The Guidelines provide authoritative guidance on the implementation of the provisions of the Convention on the Rights of the Child (CRC) and are used by the Committee on the Rights of the Child to assess implementation of relevant provisions under the convention. However, it is difficult for countries to track their progress in implementing the standards set out in the Guidelines. In order to address this challenge, an inter-agency initiative was funded by the Oak Foundation and co-facilitated by the Better Care Network and Save the Children, conducted in close collaboration with the Children without Appropriate Parental Care Working Groups in New York and Geneva. This has led to the development of this interactive, strengths-based diagnostic and learning tool to help governments, children’s service providers, NGOs, civil society, academics and others determine the extent to which a state or region has effectively implemented the Guidelines, and the priorities for change still ahead.

The Steering Group for the initiative was composed of Better Care Network, Family for Every Child, Hope and Homes for Children, International Social Service (ISS), RELAF, Save the Children, SOS Children’s Villages International, UNICEF and Eurochild. The Centre for Excellence for Looked after Children in Scotland (CELCIS) was commissioned to develop and write the tool.

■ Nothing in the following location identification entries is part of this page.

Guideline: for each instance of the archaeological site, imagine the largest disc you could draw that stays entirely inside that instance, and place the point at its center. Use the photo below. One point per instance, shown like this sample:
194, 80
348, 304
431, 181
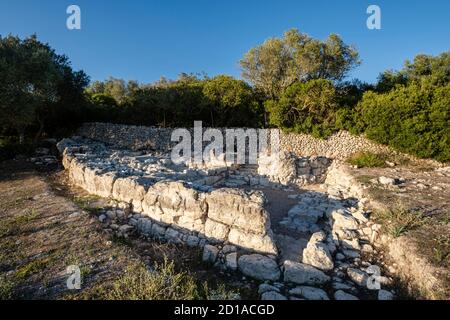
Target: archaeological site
301, 226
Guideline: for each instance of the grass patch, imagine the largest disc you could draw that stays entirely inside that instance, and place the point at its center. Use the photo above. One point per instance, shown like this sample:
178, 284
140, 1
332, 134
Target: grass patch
85, 203
6, 288
442, 249
161, 283
31, 268
10, 227
398, 222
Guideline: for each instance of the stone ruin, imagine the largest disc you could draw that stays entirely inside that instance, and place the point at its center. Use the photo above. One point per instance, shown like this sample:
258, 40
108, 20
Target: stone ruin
299, 225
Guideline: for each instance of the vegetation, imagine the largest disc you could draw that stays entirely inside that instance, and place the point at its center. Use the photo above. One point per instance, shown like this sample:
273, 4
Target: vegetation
279, 63
161, 283
399, 221
39, 90
296, 85
305, 107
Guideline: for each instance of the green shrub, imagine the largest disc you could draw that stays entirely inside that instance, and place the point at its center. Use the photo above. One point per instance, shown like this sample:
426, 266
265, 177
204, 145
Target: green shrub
10, 147
306, 107
414, 119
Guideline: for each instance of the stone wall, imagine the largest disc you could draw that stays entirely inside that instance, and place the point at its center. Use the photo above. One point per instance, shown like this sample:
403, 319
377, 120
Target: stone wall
339, 146
168, 206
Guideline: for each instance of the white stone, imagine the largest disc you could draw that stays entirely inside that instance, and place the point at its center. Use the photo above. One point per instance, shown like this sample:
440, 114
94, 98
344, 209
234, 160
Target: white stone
309, 293
385, 295
259, 267
357, 276
272, 295
264, 287
318, 255
342, 295
231, 261
210, 254
303, 274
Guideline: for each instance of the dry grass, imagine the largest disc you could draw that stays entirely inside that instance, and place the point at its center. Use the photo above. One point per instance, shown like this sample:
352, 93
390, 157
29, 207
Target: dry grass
398, 222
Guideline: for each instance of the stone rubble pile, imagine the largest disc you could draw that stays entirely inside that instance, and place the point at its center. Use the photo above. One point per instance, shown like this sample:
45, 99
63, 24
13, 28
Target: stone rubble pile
209, 207
168, 199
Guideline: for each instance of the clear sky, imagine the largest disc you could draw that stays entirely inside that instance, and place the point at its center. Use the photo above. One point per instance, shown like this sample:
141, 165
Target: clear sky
146, 39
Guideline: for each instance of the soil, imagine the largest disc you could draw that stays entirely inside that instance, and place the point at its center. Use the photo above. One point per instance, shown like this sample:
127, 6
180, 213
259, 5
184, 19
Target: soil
44, 228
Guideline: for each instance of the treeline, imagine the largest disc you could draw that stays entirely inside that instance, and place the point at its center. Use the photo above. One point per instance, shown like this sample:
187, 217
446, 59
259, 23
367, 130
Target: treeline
221, 101
295, 83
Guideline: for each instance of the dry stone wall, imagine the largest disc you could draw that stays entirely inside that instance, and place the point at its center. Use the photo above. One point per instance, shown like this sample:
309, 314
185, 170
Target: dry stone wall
170, 205
339, 146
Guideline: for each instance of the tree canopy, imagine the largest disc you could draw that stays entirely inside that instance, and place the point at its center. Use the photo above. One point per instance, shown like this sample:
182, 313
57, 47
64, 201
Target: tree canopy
34, 83
279, 62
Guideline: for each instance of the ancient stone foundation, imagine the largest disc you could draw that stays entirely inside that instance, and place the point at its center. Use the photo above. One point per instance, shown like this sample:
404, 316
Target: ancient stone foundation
313, 250
172, 201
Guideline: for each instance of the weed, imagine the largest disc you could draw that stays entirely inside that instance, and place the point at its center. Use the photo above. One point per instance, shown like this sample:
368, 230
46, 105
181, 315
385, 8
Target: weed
399, 221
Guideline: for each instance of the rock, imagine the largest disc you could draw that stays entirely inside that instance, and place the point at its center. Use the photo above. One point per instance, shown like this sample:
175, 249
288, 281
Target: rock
192, 241
272, 295
351, 253
340, 256
228, 248
231, 261
385, 295
367, 248
210, 254
387, 181
303, 274
310, 293
342, 295
264, 287
357, 276
111, 214
341, 286
259, 267
342, 220
216, 230
351, 244
125, 228
260, 243
317, 254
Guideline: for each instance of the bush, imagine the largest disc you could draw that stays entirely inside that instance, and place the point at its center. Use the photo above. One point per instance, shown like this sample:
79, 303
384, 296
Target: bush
414, 119
307, 107
10, 147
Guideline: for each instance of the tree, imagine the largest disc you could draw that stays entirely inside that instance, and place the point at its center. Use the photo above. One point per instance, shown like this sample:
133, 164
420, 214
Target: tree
231, 102
279, 62
305, 107
436, 68
33, 81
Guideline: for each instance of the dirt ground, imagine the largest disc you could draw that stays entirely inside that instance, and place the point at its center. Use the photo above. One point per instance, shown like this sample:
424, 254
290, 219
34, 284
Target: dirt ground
44, 228
418, 208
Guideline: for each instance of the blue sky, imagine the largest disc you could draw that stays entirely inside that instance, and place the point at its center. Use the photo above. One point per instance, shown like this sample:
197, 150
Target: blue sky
144, 40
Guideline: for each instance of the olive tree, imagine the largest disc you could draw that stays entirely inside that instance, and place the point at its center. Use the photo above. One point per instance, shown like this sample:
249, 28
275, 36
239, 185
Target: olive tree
279, 62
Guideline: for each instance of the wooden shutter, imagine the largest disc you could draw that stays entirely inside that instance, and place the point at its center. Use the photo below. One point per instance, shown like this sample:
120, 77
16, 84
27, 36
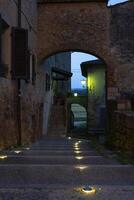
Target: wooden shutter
20, 55
0, 41
33, 69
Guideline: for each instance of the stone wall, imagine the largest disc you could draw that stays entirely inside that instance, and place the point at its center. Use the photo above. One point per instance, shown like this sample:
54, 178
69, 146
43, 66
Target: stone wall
30, 105
122, 131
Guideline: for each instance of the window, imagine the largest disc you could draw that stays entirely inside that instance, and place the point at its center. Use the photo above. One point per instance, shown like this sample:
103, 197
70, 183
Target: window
20, 55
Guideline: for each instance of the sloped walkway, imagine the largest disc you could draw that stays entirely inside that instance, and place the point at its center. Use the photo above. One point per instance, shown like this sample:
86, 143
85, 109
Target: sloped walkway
57, 168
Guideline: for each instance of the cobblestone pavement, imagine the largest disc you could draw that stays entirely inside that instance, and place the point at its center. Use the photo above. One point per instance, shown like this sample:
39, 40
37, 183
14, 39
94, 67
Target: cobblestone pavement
58, 169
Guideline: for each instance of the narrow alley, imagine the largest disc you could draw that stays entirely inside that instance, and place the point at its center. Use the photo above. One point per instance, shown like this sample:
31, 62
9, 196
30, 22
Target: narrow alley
59, 168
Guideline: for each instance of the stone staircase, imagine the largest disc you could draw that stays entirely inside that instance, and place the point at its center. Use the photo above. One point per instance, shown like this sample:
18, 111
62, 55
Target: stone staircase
57, 168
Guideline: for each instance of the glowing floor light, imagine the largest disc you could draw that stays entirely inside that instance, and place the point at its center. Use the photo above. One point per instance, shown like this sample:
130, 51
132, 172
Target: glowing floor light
27, 148
88, 190
81, 167
78, 152
79, 157
2, 157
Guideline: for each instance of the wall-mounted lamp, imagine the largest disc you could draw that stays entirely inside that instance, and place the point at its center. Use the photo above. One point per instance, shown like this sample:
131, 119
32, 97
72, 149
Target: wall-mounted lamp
83, 83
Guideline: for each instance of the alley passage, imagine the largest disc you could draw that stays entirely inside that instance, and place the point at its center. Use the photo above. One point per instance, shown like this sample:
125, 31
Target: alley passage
58, 168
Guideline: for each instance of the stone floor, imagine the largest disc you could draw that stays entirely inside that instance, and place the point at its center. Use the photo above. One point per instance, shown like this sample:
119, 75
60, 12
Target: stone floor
58, 169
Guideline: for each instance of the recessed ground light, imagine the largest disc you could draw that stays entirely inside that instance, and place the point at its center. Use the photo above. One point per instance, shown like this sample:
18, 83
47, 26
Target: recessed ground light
88, 189
81, 167
77, 152
77, 148
27, 148
17, 152
3, 157
79, 157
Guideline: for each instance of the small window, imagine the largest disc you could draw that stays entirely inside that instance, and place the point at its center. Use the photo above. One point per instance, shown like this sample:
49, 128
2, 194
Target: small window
47, 82
20, 55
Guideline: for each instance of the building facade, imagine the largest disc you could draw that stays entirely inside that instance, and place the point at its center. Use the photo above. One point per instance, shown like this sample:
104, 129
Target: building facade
95, 72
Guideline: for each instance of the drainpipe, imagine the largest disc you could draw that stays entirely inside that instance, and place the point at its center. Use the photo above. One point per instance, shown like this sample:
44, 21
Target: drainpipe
19, 84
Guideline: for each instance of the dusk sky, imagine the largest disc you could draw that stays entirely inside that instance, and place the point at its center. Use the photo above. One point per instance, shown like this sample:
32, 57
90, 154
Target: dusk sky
78, 58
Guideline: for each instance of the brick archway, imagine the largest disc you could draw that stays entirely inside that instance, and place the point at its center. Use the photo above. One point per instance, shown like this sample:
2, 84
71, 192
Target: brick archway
90, 27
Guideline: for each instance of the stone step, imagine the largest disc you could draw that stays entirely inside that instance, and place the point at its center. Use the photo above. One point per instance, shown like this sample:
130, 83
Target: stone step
68, 160
67, 193
20, 175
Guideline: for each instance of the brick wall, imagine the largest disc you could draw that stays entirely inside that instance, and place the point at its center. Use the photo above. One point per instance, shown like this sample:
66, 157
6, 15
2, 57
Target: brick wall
122, 131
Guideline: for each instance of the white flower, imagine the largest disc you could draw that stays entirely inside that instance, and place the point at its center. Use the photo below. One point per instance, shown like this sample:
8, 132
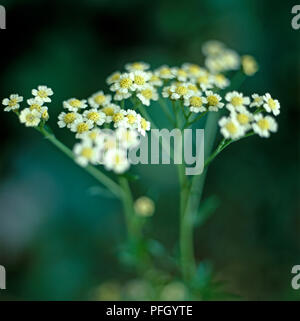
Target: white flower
196, 103
119, 118
236, 101
205, 80
137, 66
80, 126
127, 138
96, 116
244, 118
164, 72
86, 153
132, 119
12, 102
180, 74
140, 79
212, 48
43, 92
221, 81
179, 91
31, 118
143, 126
124, 84
230, 128
271, 105
116, 160
109, 111
264, 125
257, 100
67, 119
75, 104
147, 94
154, 80
113, 77
121, 96
213, 101
99, 99
35, 103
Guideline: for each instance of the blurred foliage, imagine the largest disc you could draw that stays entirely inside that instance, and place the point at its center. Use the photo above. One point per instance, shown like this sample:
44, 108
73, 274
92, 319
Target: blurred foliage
59, 240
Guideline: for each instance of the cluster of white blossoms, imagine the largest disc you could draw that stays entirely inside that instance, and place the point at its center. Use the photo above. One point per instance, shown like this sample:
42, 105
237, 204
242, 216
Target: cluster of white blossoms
36, 112
241, 120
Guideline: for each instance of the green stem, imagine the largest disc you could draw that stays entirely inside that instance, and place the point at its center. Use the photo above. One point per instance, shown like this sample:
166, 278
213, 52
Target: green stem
92, 170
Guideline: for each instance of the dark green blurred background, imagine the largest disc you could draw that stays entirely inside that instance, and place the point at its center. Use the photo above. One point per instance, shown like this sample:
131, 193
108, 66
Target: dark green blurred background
58, 238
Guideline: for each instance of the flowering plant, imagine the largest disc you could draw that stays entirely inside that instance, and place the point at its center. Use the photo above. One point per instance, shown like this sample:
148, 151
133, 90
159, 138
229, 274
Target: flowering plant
107, 126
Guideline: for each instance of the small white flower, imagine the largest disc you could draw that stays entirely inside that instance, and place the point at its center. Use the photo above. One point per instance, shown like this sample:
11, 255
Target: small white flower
35, 103
236, 101
147, 94
124, 84
137, 66
179, 91
140, 79
264, 125
196, 103
213, 101
43, 92
99, 99
143, 126
221, 81
75, 104
109, 112
12, 102
230, 128
80, 126
31, 118
132, 119
244, 118
257, 100
114, 77
86, 153
96, 116
116, 160
271, 105
67, 119
164, 72
127, 138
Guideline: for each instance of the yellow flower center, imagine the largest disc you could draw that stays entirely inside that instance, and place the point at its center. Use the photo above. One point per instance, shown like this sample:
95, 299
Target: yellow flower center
125, 83
139, 80
12, 102
108, 111
181, 90
94, 116
147, 93
69, 118
263, 124
231, 127
87, 152
75, 103
243, 119
118, 117
212, 100
271, 103
236, 101
99, 99
35, 107
42, 94
196, 101
131, 119
82, 127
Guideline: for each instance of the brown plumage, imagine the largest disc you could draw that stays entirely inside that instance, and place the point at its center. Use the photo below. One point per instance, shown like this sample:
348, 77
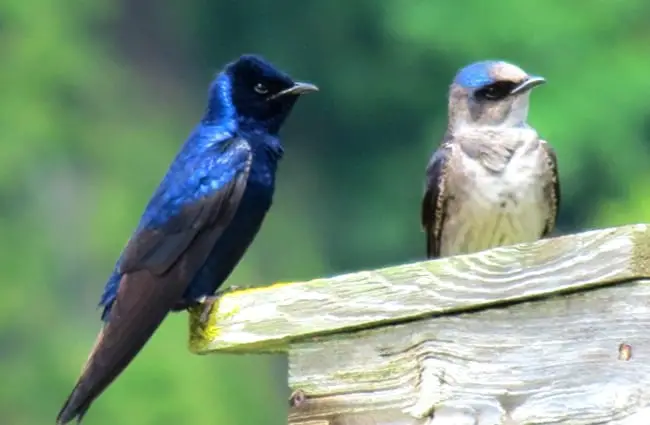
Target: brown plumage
492, 181
157, 267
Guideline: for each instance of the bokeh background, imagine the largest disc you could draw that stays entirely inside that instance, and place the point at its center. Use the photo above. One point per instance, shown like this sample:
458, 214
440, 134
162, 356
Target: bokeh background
96, 97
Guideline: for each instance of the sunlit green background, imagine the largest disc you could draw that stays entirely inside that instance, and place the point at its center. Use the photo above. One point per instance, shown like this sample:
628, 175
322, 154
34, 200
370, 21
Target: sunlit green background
96, 97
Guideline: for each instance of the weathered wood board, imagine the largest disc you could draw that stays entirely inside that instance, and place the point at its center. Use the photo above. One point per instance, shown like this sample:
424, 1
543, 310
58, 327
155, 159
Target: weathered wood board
267, 319
552, 332
561, 360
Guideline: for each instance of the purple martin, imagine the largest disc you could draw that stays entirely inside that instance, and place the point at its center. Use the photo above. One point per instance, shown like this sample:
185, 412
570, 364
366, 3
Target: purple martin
492, 181
198, 223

To ensure the tool addresses the need of a range of actors working on care reforms at national, regional and global levels, a broad e-consultation was held involving more than 160 individuals from all regions, including representatives of governments, NGOs, treaty bodies and UN agencies, among others. Using this feedback and the input from the Steering Group, a draft was developed, which was revised and refined through field tests in three countries: Rwanda, Romania and Paraguay.

The Steering Group is now looking to make the Tool available in several languages to enhance accessibility and utility for a global community.